Was spricht denn gegen eine Bewerbung als Gasthörerin?

Ach. Meine Motive sind mir nicht ganz klar. Was wäre das Ziel? Abenteuerlust vielleicht, raus aus dem Gewohnten für eine Weile. Dagegen der Aufwand, aus einer fernen Stadt kommend, mit einem halben Bein die alternde Mutter betreuen, die wieder aus einer anderen Stadt. Das berufliche Eingebundensein. Das alles.

Trotzdem. Das Abenteuer, die neuen Erfahrungen. Reizvoll.

Wie oft in der Woche müssten Sie nach Leipzig pendeln und wie lange würde das jeweils dauern? Wäre das finanziell problemlos machbar?

Das ließe sich alles irgendwie machen, was mir aber Sorgen bereitet, ist, dass die Euphorie nachlässt, die die Idee mir anfangs bereitet hat. So als hätte sich durch die bloße Vorstellung (aller möglichen Einzelheiten) der Wunsch bereits verflüchtigt. Ich sah mich nochmal als WG-Mitbewohnerin, das Pendeln wäre eher ein vierzehntägiges in Richtung Heimat. Heute vormittag aber bewegte ich mich in der Wohnung herum, verschob Tische und Sichtweisen und mir wurde wieder bewusst, wie sehr ich meine Umgebung und ihre Gewohnheiten liebe, mein Alleinsein und dass ich ja auch von hier aus schreiben kann, wann immer ich will, ich möchte ja auch gar kein Buch schreiben oder Geld damit verdienen, es soll ja nur ein Sprachefinden sein, ein Zumirfinden, ein Beimirsein.

Los! Das ist toll! Und keinerlei Verpflichtung, dann Autorin zu sein.

Etwas lernen. Etwas zu hören zu dem was man macht. Sich auszutauschen. Mal wieder die Gewohnheiten ändern (macht man viel zu selten, finde ich). Ich halte die abflauende Euphorie ja eher für Lampenfieber. Los!

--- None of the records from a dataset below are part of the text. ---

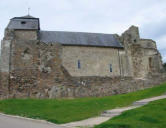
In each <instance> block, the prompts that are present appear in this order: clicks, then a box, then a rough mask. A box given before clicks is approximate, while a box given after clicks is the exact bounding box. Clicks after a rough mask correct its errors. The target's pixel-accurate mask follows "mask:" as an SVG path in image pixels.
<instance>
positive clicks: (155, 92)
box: [0, 83, 166, 124]
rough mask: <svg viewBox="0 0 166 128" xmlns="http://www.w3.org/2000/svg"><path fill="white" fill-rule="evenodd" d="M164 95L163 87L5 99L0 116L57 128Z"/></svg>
mask: <svg viewBox="0 0 166 128" xmlns="http://www.w3.org/2000/svg"><path fill="white" fill-rule="evenodd" d="M165 92H166V83H164V84H161V85H160V86H156V87H154V88H149V89H145V90H141V91H137V92H132V93H128V94H122V95H115V96H108V97H101V98H79V99H42V100H38V99H8V100H1V101H0V112H2V113H6V114H11V115H19V116H25V117H30V118H38V119H44V120H47V121H51V122H53V123H57V124H61V123H67V122H72V121H77V120H82V119H86V118H89V117H93V116H97V115H99V114H100V113H101V112H103V111H104V110H108V109H113V108H115V107H122V106H127V105H130V104H131V103H133V102H134V101H136V100H140V99H144V98H148V97H153V96H158V95H161V94H163V93H165Z"/></svg>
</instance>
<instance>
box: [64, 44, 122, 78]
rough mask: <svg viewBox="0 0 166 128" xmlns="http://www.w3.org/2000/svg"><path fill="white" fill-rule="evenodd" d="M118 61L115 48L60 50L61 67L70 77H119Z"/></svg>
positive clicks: (118, 49) (120, 71) (88, 47)
mask: <svg viewBox="0 0 166 128" xmlns="http://www.w3.org/2000/svg"><path fill="white" fill-rule="evenodd" d="M119 59H120V58H119V49H116V48H101V47H85V46H63V49H62V63H63V66H64V67H65V68H66V70H68V72H69V73H70V74H71V75H72V76H121V71H120V67H121V65H120V62H119V61H120V60H119ZM78 61H80V69H79V68H78ZM110 64H111V65H112V72H110Z"/></svg>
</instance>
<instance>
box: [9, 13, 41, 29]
mask: <svg viewBox="0 0 166 128" xmlns="http://www.w3.org/2000/svg"><path fill="white" fill-rule="evenodd" d="M22 22H24V23H22ZM7 28H8V29H26V30H40V23H39V18H35V17H32V16H30V15H27V16H23V17H14V18H12V19H11V20H10V22H9V24H8V26H7Z"/></svg>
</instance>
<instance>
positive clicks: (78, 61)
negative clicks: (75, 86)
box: [77, 60, 81, 69]
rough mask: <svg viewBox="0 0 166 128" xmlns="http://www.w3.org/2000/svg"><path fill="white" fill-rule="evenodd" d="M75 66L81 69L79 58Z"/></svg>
mask: <svg viewBox="0 0 166 128" xmlns="http://www.w3.org/2000/svg"><path fill="white" fill-rule="evenodd" d="M77 66H78V69H81V63H80V60H78V62H77Z"/></svg>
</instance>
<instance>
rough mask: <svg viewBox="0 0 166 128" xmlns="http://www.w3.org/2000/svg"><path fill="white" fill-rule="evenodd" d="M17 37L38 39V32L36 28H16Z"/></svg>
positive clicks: (21, 39) (15, 37)
mask: <svg viewBox="0 0 166 128" xmlns="http://www.w3.org/2000/svg"><path fill="white" fill-rule="evenodd" d="M14 33H15V38H17V39H20V40H37V38H38V34H37V31H35V30H15V32H14Z"/></svg>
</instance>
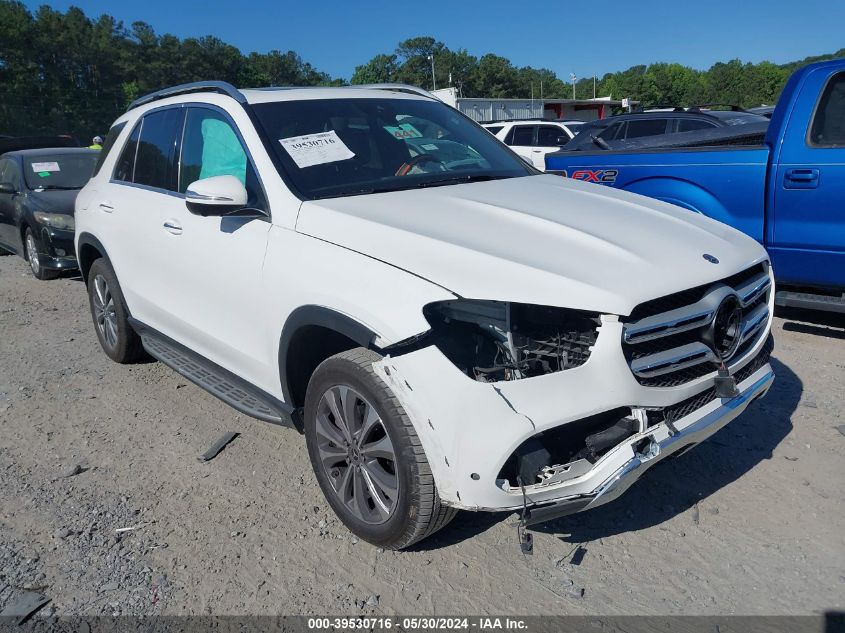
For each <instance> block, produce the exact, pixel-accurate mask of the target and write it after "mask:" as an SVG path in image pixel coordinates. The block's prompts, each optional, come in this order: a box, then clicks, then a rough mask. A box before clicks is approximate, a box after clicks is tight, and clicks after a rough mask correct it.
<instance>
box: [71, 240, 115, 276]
mask: <svg viewBox="0 0 845 633" xmlns="http://www.w3.org/2000/svg"><path fill="white" fill-rule="evenodd" d="M83 246H91V247H93V248H95V249H96V250H97V252H99V253H100V256H101V257H102V258H103V259H105V260H106V261H107V262H108V263H109V266H112V263H111V259H109V254H108V252H107V251H106V247H105V246H103V243H102V242H101V241H100V240H98V239H97V238H96V237H95V236H94V235H92V234H91V233H88V232H87V231H86V232H84V233H80V234H79V239H77V241H76V257H77V259H78V261H79V272H80V273H81V274H82V279H83V280H84V281H85V283H86V285H87V284H88V270H89V269H90V268H91V263H93V262H86V261H84V260H83V258H82V250H83V248H82V247H83ZM112 268H114V266H112Z"/></svg>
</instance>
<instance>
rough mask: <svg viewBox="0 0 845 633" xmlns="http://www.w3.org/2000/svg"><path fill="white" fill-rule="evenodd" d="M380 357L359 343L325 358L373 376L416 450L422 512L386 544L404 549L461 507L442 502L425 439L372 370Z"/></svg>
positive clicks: (453, 515)
mask: <svg viewBox="0 0 845 633" xmlns="http://www.w3.org/2000/svg"><path fill="white" fill-rule="evenodd" d="M381 359H382V357H381V356H380V355H379V354H377V353H376V352H374V351H372V350H370V349H367V348H365V347H356V348H354V349H351V350H348V351H345V352H340V353H339V354H335V355H334V356H332V357H331V358H329V359H328V360H326V361H324V362H329V361H333V362H336V361H341V362H343V361H345V362H348V363H351V364H353V365H355V366H357V367H358V368H359V369H360V370H361V371H363V372H365V373H366V374H368V375H369V376H370V377H371V379H372V384H373V385H376V386H377V387H376V388H377V389H379V390H380V391H381V395H382V396H383V397H384V400H385V401H386V402H388V403H389V409H388V411H386V412H385V413H387V414H388V415H391V416H392V417H393V419H394V420H398V421H399V422H400V423H401V431H402V432H403V434H404V435H405V438H406V439H407V441H408V443H409V444H410V446H411V448H412V450H413V453H414V461H415V463H414V466H415V468H414V470H415V471H416V479H417V490H416V491H415V493H414V494H415V496H416V497H418V499H417V500H416V505H417V507H418V508H419V514H418V515H417V516H416V517H415V518H414V519H413V520H409V521H408V522H407V527H406V530H405V533H404V534H403V535H402V536H401V537H400V538H399V539H397V540H396V541H394V542H393V543H391V544H389V545H386V547H389V548H390V549H396V550H401V549H405V548H407V547H410V546H411V545H413V544H414V543H417V542H419V541H421V540H423V539H424V538H427V537H429V536H431V535H432V534H434V533H435V532H437V531H438V530H440V529H441V528H443V527H445V526H446V525H447V524H448V523H449V522H450V521H451V520H452V519H453V518H455V515H456V514H457V513H458V510H457V509H456V508H452V507H450V506H446V505H444V504H442V503H441V502H440V496H439V494H438V493H437V486H436V485H435V483H434V475H433V474H432V472H431V466H430V465H429V463H428V459H427V458H426V456H425V450H424V449H423V446H422V442H421V441H420V438H419V436H418V435H417V432H416V430H415V429H414V425H413V423H412V422H411V419H410V418H409V417H408V414H407V413H406V412H405V408H404V407H403V406H402V404H401V403H400V402H399V400H398V398H396V396H395V395H394V394H393V391H392V390H391V389H390V387H388V386H387V385H386V384H385V383H384V381H383V380H382V379H381V378H380V377H379V376H378V375H377V374H376V373H375V371H374V370H373V363H374V362H378V361H380V360H381ZM318 369H319V368H318Z"/></svg>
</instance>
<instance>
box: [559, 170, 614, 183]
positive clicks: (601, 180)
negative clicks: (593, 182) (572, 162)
mask: <svg viewBox="0 0 845 633" xmlns="http://www.w3.org/2000/svg"><path fill="white" fill-rule="evenodd" d="M557 173H559V174H560V175H561V176H563V177H564V178H572V179H573V180H583V181H584V182H597V183H601V184H604V185H612V184H613V183H615V182H616V176H618V175H619V170H618V169H576V170H575V171H573V172H572V174H571V175H570V174H569V172H568V171H566V170H563V171H560V172H557Z"/></svg>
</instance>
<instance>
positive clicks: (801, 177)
mask: <svg viewBox="0 0 845 633" xmlns="http://www.w3.org/2000/svg"><path fill="white" fill-rule="evenodd" d="M783 186H784V187H785V188H786V189H815V188H816V187H818V186H819V170H818V169H812V168H799V169H789V170H787V172H786V174H784V177H783Z"/></svg>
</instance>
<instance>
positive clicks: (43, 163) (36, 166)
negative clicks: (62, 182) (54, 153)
mask: <svg viewBox="0 0 845 633" xmlns="http://www.w3.org/2000/svg"><path fill="white" fill-rule="evenodd" d="M32 171H34V172H42V171H61V169H59V164H58V163H57V162H55V161H52V162H49V163H32Z"/></svg>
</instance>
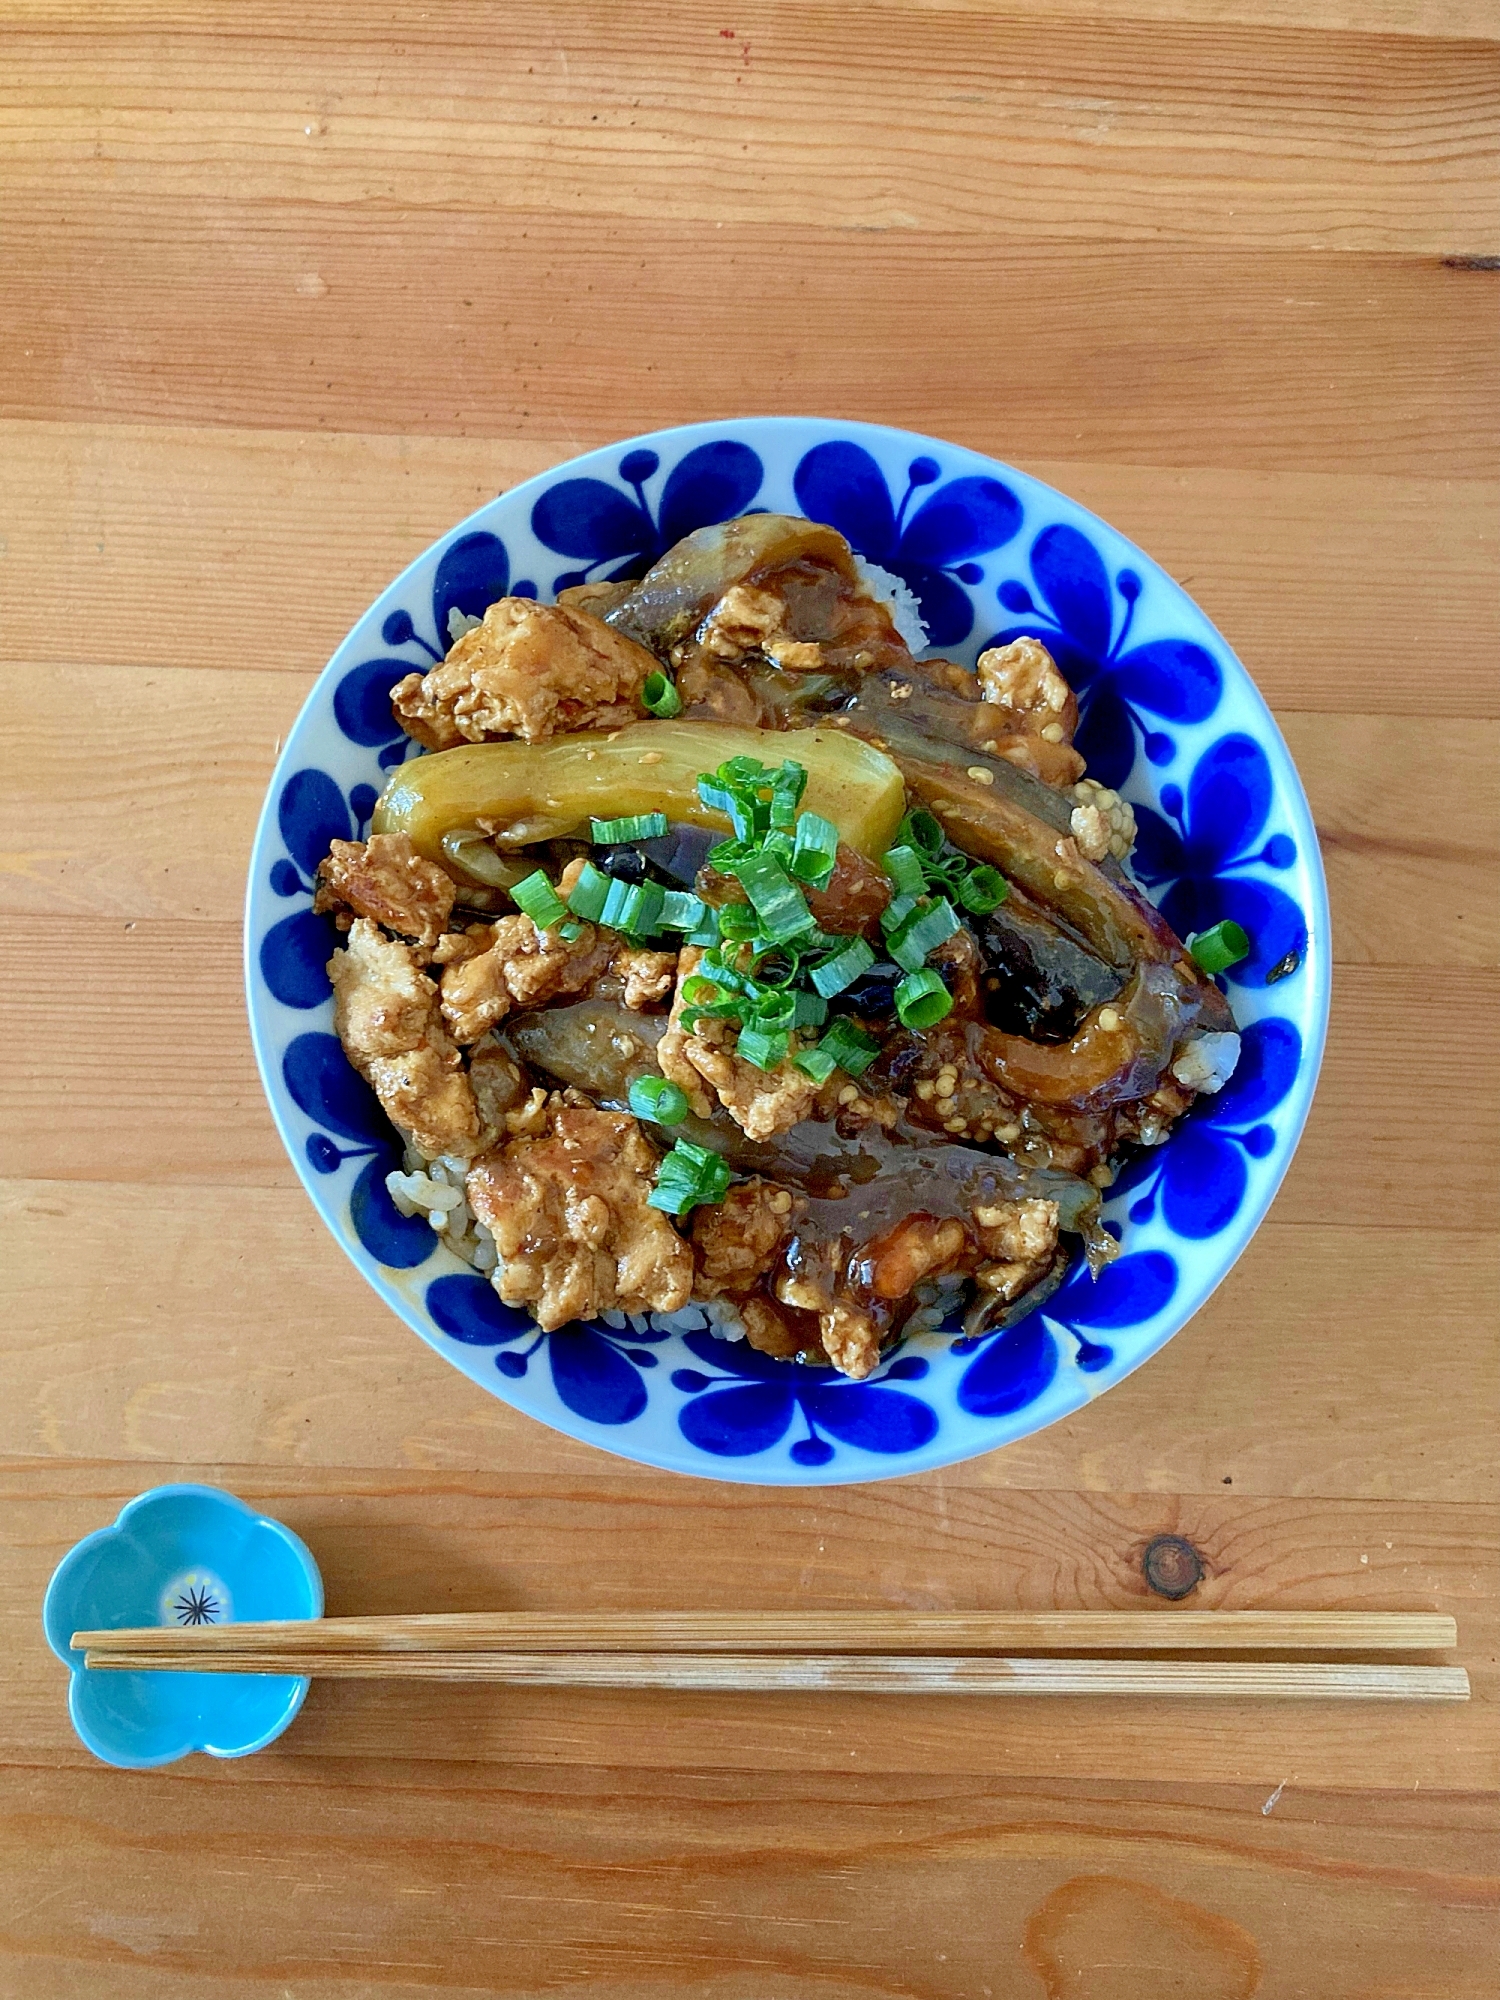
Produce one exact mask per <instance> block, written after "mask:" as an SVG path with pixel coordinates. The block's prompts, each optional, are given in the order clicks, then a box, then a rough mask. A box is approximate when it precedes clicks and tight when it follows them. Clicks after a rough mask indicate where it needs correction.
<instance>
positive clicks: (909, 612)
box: [854, 556, 928, 652]
mask: <svg viewBox="0 0 1500 2000" xmlns="http://www.w3.org/2000/svg"><path fill="white" fill-rule="evenodd" d="M854 568H856V570H858V572H860V582H862V584H864V588H866V592H868V594H870V596H872V598H878V600H880V602H882V604H886V606H888V608H890V616H892V622H894V626H896V630H898V632H900V636H902V638H904V640H906V644H908V646H910V648H912V652H926V644H928V628H926V626H924V624H922V612H920V610H918V604H916V592H914V590H912V586H910V584H908V582H906V580H904V578H902V576H892V574H890V570H882V568H880V564H878V562H868V560H866V558H864V556H856V558H854Z"/></svg>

Ok, die Texte sind ausgewählt und in Form gebracht, 20 Seiten sollen es sein, auf das Anschreiben schau ich gleich nochmal drauf, das Zeugnis muss noch kopiert werden, Briefumschlag und Hefter kauf ich im Schreibwarenladen um die Ecke. Dann alles in vierfacher Ausführung ab in die Post.

Ja, genau, ab damit.

So, fertig gedruckt, gelocht, geheftet, unterschrieben und eingetütet. Was für eine Aufregung. Hab ich alles?
Jetzt los zur Post und dann gönne ich mir 'ne Portion Pasta zum Mittag.
Ich bedanke mich für den Beistand, Ihr Lieben.

Sowas von gern geschehen. Ich bin stolz auf Ihnen!